Dale -- This is a tough one to pin down. So far, you've been doing the right things, and your approach is about as systematic as mine would have been in the same place. So these comments are best read as things for you to look into when you are in Boise and can access the router either through a console or locally.

1. When you closed the Portland office, did you remove the VPN links to it from Seattle and Boise? If not, might the Boise router be spinning its wheels trying to establish a VPN connection to a vanished other end? This is one problem that I can see easily surviving an equipment change, since you used the same floppy and CD, so the same configuration.

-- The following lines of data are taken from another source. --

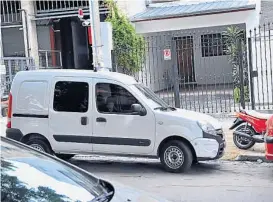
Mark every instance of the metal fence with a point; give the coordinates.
(10, 11)
(12, 66)
(57, 6)
(50, 59)
(210, 71)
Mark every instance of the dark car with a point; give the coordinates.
(30, 175)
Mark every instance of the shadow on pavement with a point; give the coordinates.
(136, 168)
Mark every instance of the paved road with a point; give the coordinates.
(216, 181)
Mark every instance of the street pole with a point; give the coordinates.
(1, 43)
(96, 34)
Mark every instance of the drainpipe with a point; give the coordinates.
(1, 43)
(25, 32)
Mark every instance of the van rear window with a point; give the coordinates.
(32, 97)
(70, 96)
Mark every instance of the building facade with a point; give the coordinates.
(50, 32)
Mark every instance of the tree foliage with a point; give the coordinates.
(128, 45)
(237, 50)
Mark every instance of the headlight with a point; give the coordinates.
(207, 127)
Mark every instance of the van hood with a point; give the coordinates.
(197, 116)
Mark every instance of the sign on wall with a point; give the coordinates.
(167, 54)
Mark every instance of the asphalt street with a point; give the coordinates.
(215, 181)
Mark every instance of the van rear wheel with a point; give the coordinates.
(176, 157)
(40, 145)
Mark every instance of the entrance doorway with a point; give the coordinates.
(72, 39)
(185, 58)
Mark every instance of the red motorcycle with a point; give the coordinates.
(250, 128)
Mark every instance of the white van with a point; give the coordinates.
(68, 112)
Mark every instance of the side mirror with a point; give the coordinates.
(138, 109)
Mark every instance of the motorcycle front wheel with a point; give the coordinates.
(242, 142)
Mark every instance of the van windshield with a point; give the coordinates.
(149, 94)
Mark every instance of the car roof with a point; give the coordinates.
(48, 74)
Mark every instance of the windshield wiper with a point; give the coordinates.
(103, 197)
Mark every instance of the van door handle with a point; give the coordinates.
(101, 119)
(84, 120)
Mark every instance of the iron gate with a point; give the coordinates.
(210, 71)
(12, 65)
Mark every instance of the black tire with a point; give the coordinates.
(181, 147)
(65, 156)
(40, 144)
(246, 143)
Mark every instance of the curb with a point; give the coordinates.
(252, 158)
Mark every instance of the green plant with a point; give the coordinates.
(129, 47)
(236, 50)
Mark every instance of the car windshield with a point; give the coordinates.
(27, 175)
(149, 94)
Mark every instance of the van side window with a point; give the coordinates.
(111, 98)
(70, 96)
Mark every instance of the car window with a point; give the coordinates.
(70, 96)
(27, 175)
(112, 98)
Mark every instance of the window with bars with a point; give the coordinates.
(213, 45)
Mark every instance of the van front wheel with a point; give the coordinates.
(40, 145)
(176, 157)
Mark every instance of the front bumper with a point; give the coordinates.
(14, 133)
(213, 147)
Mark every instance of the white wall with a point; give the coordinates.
(207, 70)
(198, 22)
(132, 7)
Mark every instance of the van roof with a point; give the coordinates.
(47, 74)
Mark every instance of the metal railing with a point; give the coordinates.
(47, 6)
(10, 11)
(212, 74)
(50, 59)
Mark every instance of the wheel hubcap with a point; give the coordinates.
(242, 140)
(38, 147)
(174, 157)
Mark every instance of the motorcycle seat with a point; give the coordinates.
(258, 115)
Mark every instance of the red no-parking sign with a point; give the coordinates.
(167, 54)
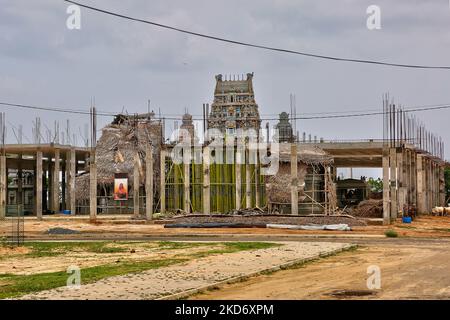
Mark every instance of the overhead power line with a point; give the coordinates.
(253, 45)
(324, 116)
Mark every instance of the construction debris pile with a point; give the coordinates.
(261, 220)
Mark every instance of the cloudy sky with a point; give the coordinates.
(123, 64)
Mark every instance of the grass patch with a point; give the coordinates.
(50, 249)
(441, 229)
(406, 227)
(17, 285)
(172, 245)
(391, 233)
(12, 285)
(230, 247)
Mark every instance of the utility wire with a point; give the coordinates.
(329, 116)
(258, 46)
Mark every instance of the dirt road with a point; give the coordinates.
(419, 271)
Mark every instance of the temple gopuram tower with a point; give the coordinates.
(234, 105)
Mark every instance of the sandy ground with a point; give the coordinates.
(123, 228)
(407, 272)
(193, 274)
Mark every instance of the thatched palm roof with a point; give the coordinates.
(116, 150)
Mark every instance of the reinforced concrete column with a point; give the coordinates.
(162, 182)
(93, 187)
(149, 182)
(421, 201)
(401, 192)
(257, 183)
(55, 189)
(248, 180)
(3, 186)
(429, 186)
(393, 182)
(238, 181)
(294, 180)
(414, 178)
(442, 186)
(136, 185)
(38, 174)
(71, 177)
(66, 182)
(386, 188)
(206, 182)
(187, 179)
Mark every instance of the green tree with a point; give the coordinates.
(375, 185)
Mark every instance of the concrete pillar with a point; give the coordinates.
(163, 181)
(72, 173)
(413, 178)
(19, 186)
(257, 184)
(50, 183)
(187, 180)
(428, 185)
(93, 187)
(442, 194)
(64, 180)
(206, 182)
(38, 174)
(149, 182)
(294, 180)
(421, 199)
(393, 182)
(238, 181)
(55, 190)
(248, 181)
(386, 188)
(136, 185)
(3, 186)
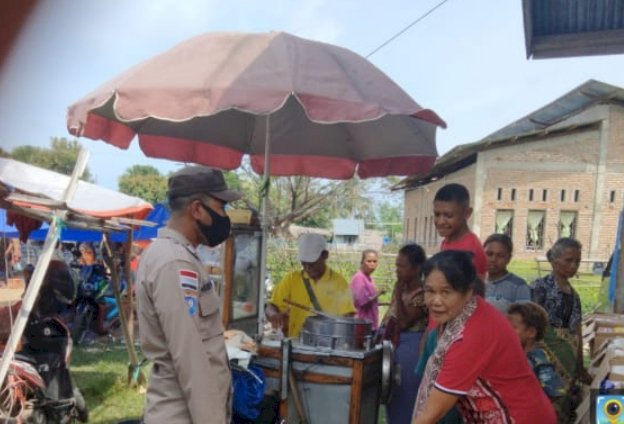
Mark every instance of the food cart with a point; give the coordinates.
(333, 373)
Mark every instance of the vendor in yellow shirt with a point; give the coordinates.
(327, 290)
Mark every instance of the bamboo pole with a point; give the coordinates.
(134, 368)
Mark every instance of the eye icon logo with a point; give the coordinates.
(610, 409)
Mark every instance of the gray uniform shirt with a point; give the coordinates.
(182, 334)
(507, 290)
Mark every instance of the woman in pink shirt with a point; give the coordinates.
(365, 294)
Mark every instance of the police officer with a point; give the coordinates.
(178, 307)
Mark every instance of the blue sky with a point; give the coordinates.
(467, 60)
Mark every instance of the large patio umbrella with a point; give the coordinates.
(206, 101)
(295, 106)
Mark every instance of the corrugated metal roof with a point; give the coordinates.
(562, 28)
(543, 120)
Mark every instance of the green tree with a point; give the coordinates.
(61, 156)
(304, 200)
(144, 181)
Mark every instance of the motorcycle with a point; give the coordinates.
(39, 388)
(96, 309)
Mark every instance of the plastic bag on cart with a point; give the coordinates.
(248, 385)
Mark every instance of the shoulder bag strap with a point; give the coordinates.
(313, 298)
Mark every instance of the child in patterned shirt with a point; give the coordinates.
(530, 321)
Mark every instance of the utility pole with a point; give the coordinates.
(618, 302)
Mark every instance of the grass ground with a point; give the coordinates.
(101, 371)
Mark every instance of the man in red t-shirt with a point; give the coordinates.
(451, 211)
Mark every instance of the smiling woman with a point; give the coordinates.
(478, 363)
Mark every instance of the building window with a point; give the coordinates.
(432, 232)
(416, 229)
(406, 228)
(504, 221)
(535, 229)
(567, 224)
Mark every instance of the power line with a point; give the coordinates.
(406, 28)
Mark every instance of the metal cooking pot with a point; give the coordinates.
(340, 333)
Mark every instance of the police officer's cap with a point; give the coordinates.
(200, 179)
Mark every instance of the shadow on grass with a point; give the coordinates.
(95, 385)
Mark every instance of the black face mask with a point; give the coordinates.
(218, 231)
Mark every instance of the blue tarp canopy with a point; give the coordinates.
(158, 215)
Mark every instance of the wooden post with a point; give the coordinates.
(618, 303)
(130, 282)
(41, 268)
(227, 279)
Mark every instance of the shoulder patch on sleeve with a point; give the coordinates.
(188, 279)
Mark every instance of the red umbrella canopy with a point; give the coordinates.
(332, 113)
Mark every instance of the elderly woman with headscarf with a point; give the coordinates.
(404, 325)
(478, 362)
(563, 338)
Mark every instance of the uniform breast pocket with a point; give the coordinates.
(208, 304)
(209, 319)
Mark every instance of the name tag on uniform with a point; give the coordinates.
(206, 286)
(189, 281)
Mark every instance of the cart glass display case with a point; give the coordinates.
(236, 265)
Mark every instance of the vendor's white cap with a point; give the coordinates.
(310, 247)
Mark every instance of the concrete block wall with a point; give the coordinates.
(572, 162)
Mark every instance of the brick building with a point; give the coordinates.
(558, 171)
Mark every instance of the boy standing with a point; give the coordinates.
(451, 211)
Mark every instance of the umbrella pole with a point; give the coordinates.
(41, 268)
(265, 224)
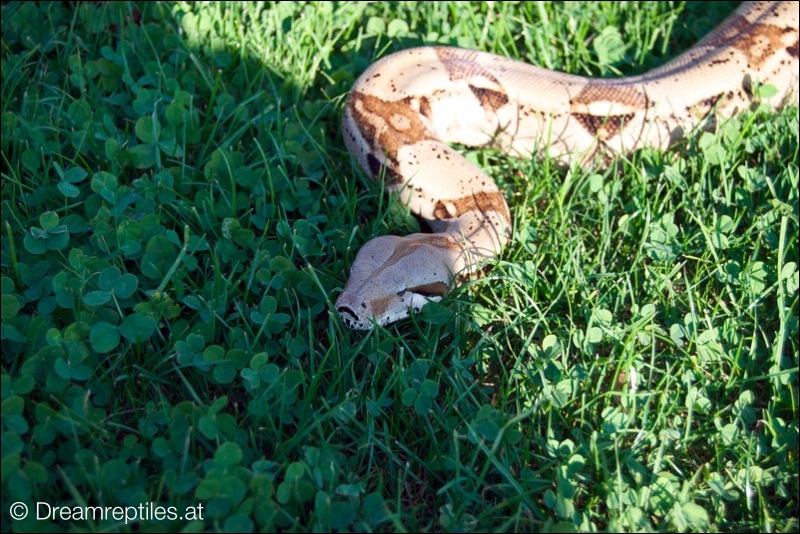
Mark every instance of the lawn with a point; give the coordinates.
(179, 215)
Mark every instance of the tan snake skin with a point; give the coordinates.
(405, 109)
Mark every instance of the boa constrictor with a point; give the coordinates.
(405, 109)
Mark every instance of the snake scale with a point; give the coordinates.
(405, 110)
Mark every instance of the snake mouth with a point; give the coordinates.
(348, 316)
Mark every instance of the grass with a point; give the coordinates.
(179, 215)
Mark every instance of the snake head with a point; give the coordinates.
(392, 275)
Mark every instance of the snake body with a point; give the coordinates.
(403, 112)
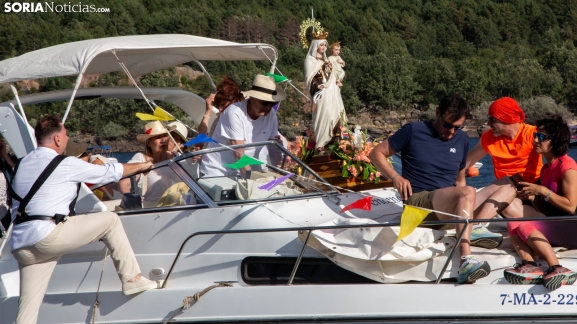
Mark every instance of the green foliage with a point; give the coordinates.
(397, 52)
(112, 131)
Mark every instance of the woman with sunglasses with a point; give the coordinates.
(556, 195)
(227, 93)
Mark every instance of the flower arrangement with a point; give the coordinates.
(354, 152)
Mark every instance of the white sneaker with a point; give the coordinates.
(141, 285)
(472, 269)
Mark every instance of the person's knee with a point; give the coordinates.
(512, 228)
(467, 194)
(525, 229)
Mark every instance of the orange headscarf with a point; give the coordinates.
(507, 110)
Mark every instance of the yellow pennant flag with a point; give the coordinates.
(159, 114)
(410, 219)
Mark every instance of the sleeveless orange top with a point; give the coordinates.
(516, 155)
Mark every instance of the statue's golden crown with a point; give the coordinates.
(319, 34)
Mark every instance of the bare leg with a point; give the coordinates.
(539, 243)
(458, 201)
(523, 250)
(494, 199)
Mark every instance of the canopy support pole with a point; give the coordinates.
(76, 86)
(208, 77)
(273, 67)
(15, 92)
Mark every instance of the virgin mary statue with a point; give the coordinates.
(325, 94)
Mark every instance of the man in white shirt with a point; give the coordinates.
(248, 121)
(42, 234)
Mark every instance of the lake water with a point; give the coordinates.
(486, 175)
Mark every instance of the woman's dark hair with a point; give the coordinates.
(47, 126)
(557, 128)
(455, 105)
(227, 91)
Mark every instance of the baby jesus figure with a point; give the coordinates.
(337, 62)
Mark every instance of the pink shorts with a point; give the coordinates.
(523, 229)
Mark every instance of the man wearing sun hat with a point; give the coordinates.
(510, 144)
(248, 121)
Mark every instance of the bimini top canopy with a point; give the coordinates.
(141, 55)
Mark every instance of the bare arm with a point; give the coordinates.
(203, 126)
(474, 155)
(379, 157)
(461, 181)
(130, 168)
(4, 153)
(238, 153)
(566, 202)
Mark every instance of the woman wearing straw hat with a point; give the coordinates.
(179, 134)
(152, 186)
(251, 120)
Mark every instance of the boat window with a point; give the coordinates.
(277, 271)
(160, 187)
(277, 176)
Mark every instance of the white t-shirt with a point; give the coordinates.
(56, 193)
(235, 124)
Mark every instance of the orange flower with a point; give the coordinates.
(353, 170)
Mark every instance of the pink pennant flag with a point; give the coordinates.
(363, 203)
(275, 182)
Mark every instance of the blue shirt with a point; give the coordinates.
(430, 163)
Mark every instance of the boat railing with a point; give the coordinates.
(310, 229)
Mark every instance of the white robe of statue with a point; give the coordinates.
(330, 105)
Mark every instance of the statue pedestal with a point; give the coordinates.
(330, 170)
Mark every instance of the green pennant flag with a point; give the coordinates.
(242, 162)
(277, 78)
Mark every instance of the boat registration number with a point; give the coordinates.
(531, 299)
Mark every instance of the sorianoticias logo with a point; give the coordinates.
(17, 7)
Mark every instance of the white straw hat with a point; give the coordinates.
(264, 88)
(180, 130)
(152, 129)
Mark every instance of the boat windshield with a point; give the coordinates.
(264, 170)
(191, 179)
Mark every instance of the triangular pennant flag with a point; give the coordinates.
(242, 162)
(147, 116)
(363, 203)
(275, 182)
(200, 138)
(410, 219)
(162, 114)
(277, 78)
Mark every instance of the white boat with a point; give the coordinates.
(257, 248)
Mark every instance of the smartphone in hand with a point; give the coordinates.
(516, 179)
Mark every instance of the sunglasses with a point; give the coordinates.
(451, 126)
(268, 103)
(541, 137)
(491, 119)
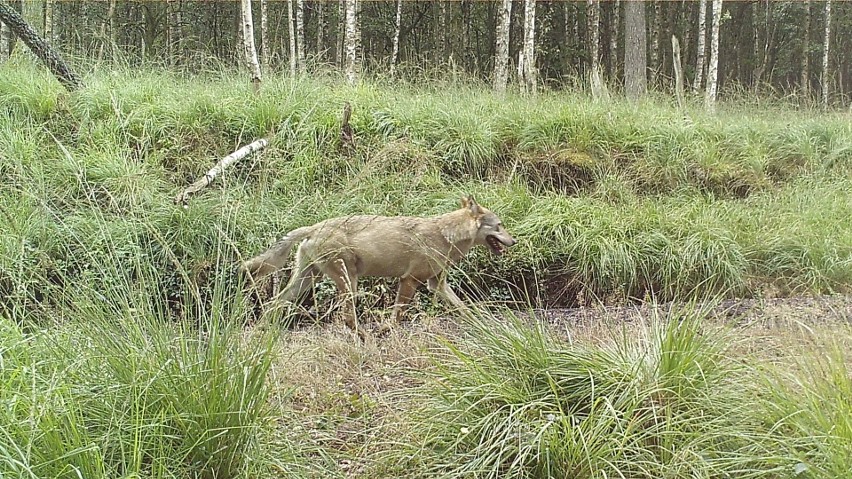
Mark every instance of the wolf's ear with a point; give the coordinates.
(472, 205)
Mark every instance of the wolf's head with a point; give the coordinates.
(490, 231)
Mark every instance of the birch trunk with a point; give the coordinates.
(825, 48)
(702, 46)
(248, 41)
(678, 69)
(320, 6)
(396, 33)
(501, 60)
(805, 83)
(292, 37)
(655, 43)
(217, 169)
(713, 69)
(341, 27)
(5, 41)
(613, 38)
(264, 34)
(350, 39)
(174, 31)
(49, 33)
(529, 70)
(594, 9)
(300, 34)
(635, 50)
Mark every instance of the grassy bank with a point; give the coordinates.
(126, 349)
(610, 200)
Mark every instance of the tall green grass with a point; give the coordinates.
(666, 400)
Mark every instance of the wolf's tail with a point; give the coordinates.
(276, 256)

2. The comment that the problem goes away on the weekend catches my eye, and it makes me wonder if the problem is not in the router but instead in some device on the LAN ... something is generating a huge pile of packets that get processed and blocked by the router ... enough traffic that it burns CPU cycles to the point where even light traffic like pings get dropped. Could be a virus-infected host, or a bad port on a switch, or something I'm not thinking of, since I don't know your network. (I know you say you disconnected everything from the LAN side ... but *you* didn't really do that, since you weren't in Boise. This is enough of a possibility to make it worth checking that whoever was onsite didn't miss something "unimportant". And anyway, your description makes it sound like you did not disconenct the switches or hubs, and one of them might be the problem.)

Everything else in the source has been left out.